Still from Sip'Ohi- El Lugar del Mandure by Sebastian Lingiardi

A more intricate scrambling of our narrative compass-points occurs in Sebastian Lingiardi's Sip'Ohi- El Lugar del Mandure, a shaggy-dog story in the spirit of Diderot.  This film, about the act of storytelling and gathering of indigenous folktales amidst the Wichi and Toba people in northern Argentina, protracts narrative closure in favor of interruption, anti-climax, and nested structure.  Its shifting relay of narrators catalyze ongoing tensions between the voice as heard within the unique form of writing that is cinema, and the desire within the film to preserve an oral tradition--fluid by its very nature--from disappearing altogether.

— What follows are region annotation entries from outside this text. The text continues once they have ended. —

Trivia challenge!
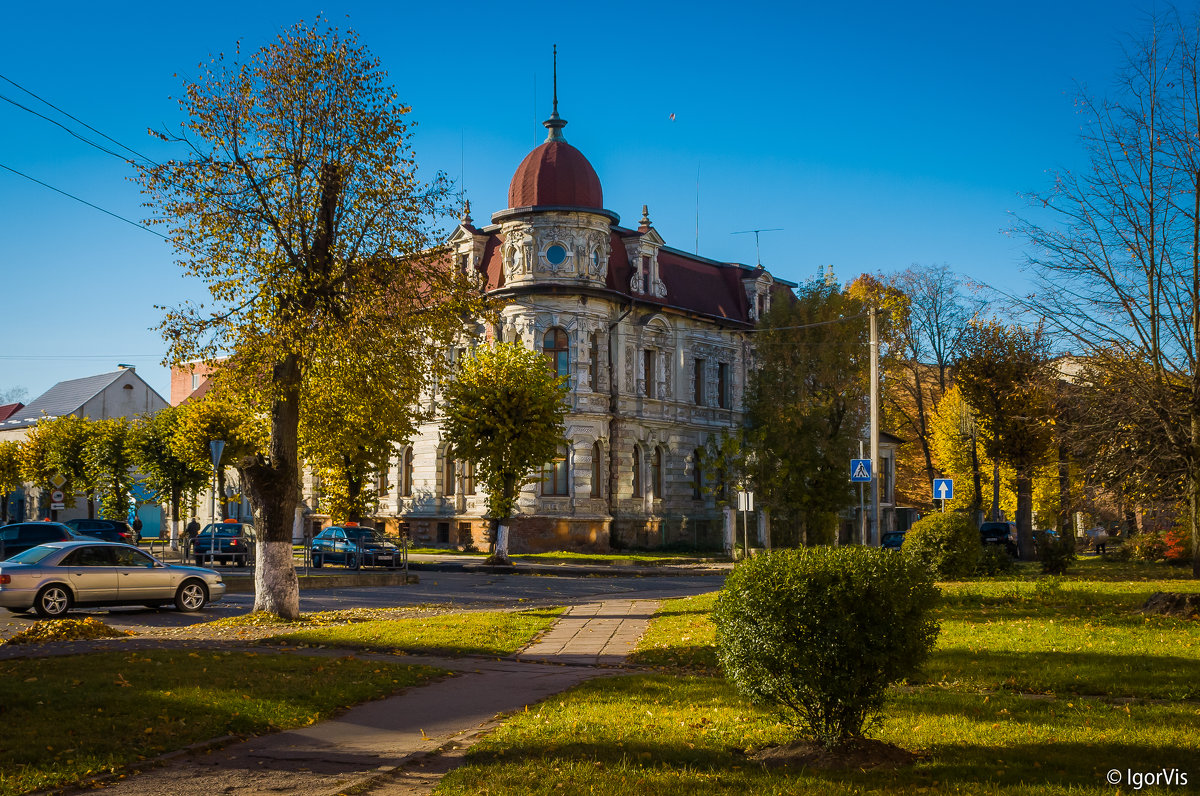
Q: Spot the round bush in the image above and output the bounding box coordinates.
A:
[901,514,983,580]
[713,546,937,747]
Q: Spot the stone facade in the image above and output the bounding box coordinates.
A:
[296,101,794,552]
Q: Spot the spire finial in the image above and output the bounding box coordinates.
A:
[541,44,566,143]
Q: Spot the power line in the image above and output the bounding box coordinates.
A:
[0,163,169,240]
[0,74,157,166]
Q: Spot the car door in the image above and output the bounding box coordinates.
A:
[59,545,118,604]
[113,545,175,602]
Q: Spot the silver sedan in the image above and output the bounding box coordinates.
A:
[0,540,226,618]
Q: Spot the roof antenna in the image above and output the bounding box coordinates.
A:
[730,227,784,268]
[541,44,566,143]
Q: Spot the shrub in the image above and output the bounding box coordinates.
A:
[1034,531,1075,575]
[901,514,983,580]
[976,545,1013,575]
[1163,525,1192,563]
[713,546,938,747]
[1126,531,1166,561]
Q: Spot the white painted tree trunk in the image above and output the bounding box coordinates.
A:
[254,540,300,620]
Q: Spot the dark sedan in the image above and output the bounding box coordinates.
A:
[0,539,226,618]
[192,520,254,567]
[0,522,80,561]
[312,522,403,569]
[62,520,138,545]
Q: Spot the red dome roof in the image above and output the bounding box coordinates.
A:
[509,139,604,210]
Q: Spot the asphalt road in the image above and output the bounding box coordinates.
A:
[0,571,724,639]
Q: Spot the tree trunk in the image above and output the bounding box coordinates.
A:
[991,459,1000,522]
[242,354,300,620]
[1058,443,1075,552]
[1016,465,1034,561]
[971,432,983,523]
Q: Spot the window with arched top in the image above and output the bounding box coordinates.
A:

Within this self-invented "land of the lost", it's only natural that there be some attempt at navigation; in his Paralelo 10, Andres Duque offered a haunting portrait of a woman who enacts a private solar mapping every day on a street corner in Barcelona. While the slow choreography of her gestures are all that is visible from the cars speeding by her, Duque's camera reveals their significance; like a De Chirico painting come to life, she carefully aligns the shadows cast by the set of translucent drafting triangles in her hands with cryptic markings on the median pavement.

Still from Paralelo 10 by Andres Duque

Participants who return to the Flaherty take part in a related endeavor, coming face to face with the paradox of "inviting surprise"; though much the same might be said of those drawn to avant-garde art in general, what sets the Seminar apart is the blind trust it requires. There is something ritualistic to this, a kind of fort-da game that is left to the individual to fill.